Ballweg relates the gist of a sign that hangs in the call center: “’You will never be reprimanded for doing something for our customer.’ Sometimes our reps bring that one to our attention when they’re handling a call for a customer!”
A Dash of the Web for Good Measure
“The Web has given our customers alternate channels to reach us, and we want to make it as pleasant and service-oriented an experience as possible.” One feature Ballweg highlights is called Lands’ End Live, which was implemented on the Web site in September 1999. Customers can click on the Lands’ End Live icon for collaborative shopping via live chat or a return phone call. “We can even walk them through the site—when they allow us to,” she says.
The company uses a mix of dedicated reps and cross-trained reps to handle its customer service needs on the phone and Web. “Telemarketing and Web customer service are always working together, hand-in-hand with each another,” says Ballweg. “It’s taken a while to get there, but it’s important moving forward if we’re going to service our customers.”
Along those lines, technology still in development may one day make Lands’ End’s customer service even more seamless than it already is today. “We’re presently looking at a major new technology investment that will treat each customer individually,” says Ballweg. “It would help to support our one-call concept to empower every rep to handle any kind of call that comes in at any time.”

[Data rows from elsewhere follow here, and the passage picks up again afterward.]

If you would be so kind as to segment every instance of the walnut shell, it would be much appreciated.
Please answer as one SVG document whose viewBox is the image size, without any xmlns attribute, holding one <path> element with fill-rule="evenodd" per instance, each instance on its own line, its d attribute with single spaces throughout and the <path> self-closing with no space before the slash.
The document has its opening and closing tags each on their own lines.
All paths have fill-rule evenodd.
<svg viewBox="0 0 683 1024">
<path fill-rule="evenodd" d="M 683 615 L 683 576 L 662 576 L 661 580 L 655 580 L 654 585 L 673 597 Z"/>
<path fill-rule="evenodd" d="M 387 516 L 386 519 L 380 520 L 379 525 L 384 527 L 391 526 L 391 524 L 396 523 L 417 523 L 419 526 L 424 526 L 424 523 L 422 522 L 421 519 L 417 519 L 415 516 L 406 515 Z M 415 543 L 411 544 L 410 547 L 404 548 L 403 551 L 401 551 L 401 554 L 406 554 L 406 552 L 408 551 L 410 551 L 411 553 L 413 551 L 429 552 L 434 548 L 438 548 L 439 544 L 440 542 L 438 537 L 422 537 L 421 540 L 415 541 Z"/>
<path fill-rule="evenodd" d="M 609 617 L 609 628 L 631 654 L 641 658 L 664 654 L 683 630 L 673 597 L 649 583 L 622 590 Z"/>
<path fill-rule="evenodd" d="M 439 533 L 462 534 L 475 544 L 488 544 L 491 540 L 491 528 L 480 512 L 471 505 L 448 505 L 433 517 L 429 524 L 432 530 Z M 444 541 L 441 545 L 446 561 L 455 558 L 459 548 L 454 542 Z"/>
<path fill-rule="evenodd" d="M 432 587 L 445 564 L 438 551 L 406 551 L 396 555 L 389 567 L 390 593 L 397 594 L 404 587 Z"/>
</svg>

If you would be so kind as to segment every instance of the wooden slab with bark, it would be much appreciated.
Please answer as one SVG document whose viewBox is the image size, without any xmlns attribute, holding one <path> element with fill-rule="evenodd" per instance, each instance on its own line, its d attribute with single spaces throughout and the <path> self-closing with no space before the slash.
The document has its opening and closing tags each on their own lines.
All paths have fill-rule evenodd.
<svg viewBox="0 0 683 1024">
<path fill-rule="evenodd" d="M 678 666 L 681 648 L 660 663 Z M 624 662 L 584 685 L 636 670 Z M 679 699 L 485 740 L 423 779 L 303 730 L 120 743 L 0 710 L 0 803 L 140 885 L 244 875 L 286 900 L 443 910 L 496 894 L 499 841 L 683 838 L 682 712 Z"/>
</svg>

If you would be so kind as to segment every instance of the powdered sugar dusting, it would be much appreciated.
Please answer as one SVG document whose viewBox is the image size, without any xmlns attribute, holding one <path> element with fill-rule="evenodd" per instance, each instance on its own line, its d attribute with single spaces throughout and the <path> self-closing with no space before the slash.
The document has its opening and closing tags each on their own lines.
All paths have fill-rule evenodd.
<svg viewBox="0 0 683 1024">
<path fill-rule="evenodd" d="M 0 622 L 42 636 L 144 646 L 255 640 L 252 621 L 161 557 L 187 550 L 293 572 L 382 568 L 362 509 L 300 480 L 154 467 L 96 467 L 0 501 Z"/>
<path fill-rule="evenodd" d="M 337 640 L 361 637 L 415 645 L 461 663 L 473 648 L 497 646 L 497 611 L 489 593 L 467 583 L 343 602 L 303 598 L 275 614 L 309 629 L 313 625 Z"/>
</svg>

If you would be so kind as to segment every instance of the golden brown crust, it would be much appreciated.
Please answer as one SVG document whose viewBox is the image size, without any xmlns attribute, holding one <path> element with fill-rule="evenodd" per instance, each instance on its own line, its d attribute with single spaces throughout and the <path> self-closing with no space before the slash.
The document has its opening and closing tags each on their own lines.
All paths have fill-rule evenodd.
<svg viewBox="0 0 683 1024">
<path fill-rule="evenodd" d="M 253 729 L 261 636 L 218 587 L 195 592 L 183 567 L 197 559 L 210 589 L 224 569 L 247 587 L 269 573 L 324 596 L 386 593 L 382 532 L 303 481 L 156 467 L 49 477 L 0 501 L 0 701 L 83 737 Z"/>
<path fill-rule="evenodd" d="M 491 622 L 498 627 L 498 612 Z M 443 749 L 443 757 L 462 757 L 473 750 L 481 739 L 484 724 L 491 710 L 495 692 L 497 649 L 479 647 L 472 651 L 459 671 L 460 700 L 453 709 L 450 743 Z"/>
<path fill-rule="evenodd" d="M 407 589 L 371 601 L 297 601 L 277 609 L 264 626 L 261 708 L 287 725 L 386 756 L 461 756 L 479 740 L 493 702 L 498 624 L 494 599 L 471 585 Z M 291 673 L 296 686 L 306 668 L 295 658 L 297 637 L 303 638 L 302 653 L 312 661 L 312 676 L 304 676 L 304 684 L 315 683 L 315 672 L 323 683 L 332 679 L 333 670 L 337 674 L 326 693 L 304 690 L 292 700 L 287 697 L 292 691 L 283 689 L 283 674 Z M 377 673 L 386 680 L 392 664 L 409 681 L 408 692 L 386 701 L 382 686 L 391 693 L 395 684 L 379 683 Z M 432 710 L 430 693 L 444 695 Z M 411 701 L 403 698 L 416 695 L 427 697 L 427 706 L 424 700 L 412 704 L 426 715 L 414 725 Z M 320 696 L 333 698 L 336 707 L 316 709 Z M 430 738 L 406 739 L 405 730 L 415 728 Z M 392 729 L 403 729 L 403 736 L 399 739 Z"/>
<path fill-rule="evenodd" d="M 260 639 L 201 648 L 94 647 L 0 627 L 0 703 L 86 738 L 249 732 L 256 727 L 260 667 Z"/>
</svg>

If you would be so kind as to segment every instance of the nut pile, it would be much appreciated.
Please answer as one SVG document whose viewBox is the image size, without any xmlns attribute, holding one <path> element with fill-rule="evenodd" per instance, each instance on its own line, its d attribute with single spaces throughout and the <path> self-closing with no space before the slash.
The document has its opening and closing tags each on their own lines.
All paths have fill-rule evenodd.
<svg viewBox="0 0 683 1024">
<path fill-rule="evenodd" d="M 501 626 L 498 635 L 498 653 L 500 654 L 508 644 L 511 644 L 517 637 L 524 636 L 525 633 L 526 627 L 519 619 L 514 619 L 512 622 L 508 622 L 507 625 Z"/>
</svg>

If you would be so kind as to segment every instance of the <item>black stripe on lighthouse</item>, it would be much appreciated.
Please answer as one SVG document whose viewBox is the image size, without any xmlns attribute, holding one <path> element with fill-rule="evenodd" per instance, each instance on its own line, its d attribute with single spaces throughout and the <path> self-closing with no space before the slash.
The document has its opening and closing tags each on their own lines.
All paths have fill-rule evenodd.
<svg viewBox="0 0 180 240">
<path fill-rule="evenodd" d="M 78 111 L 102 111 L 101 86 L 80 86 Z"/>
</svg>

3 Steps to Getting the Best from Your CSRs
Here are three tips from Frank Fuhrman of DialAmerica Marketing to ensure CSRs provide good customer service on the phone:
1. The first place to start is with the CSR selection process. By focusing on the needs and expectations of your prospective customers, you can determine the key attributes that you will need to look for in potential CSRs. In addition, determine if any special background or skills (e.g., industry knowledge, sales acumen, etc.) might enhance the contact experience. Then find the best-qualified people to meet the profile you have created.
2. The next step is to develop and implement a training program that will equip your CSRs with the tools and knowledge to succeed. At a basic level, this training should be formalized so that the information provided is consistent and that the expectations of your customers are continually addressed. Product/service knowledge needs to be learned and proficiency-tested. Role playing should be an integral part of the training program. CSRs should have seen their toughest customer in training, prior to answering the phone.
3. The third and most critical step is to implement a thorough, quality-enhancement process for the customer service program. This goes beyond monitoring calls to putting in place a system that evaluates each part of the CSR’s contact with the customer. Once this is in place, share the process and the expectations with your CSRs. This way they will know what is expected of them and how they will be evaluated. This will help to ensure that each call is handled with the same high level of service that your customers expect from your company.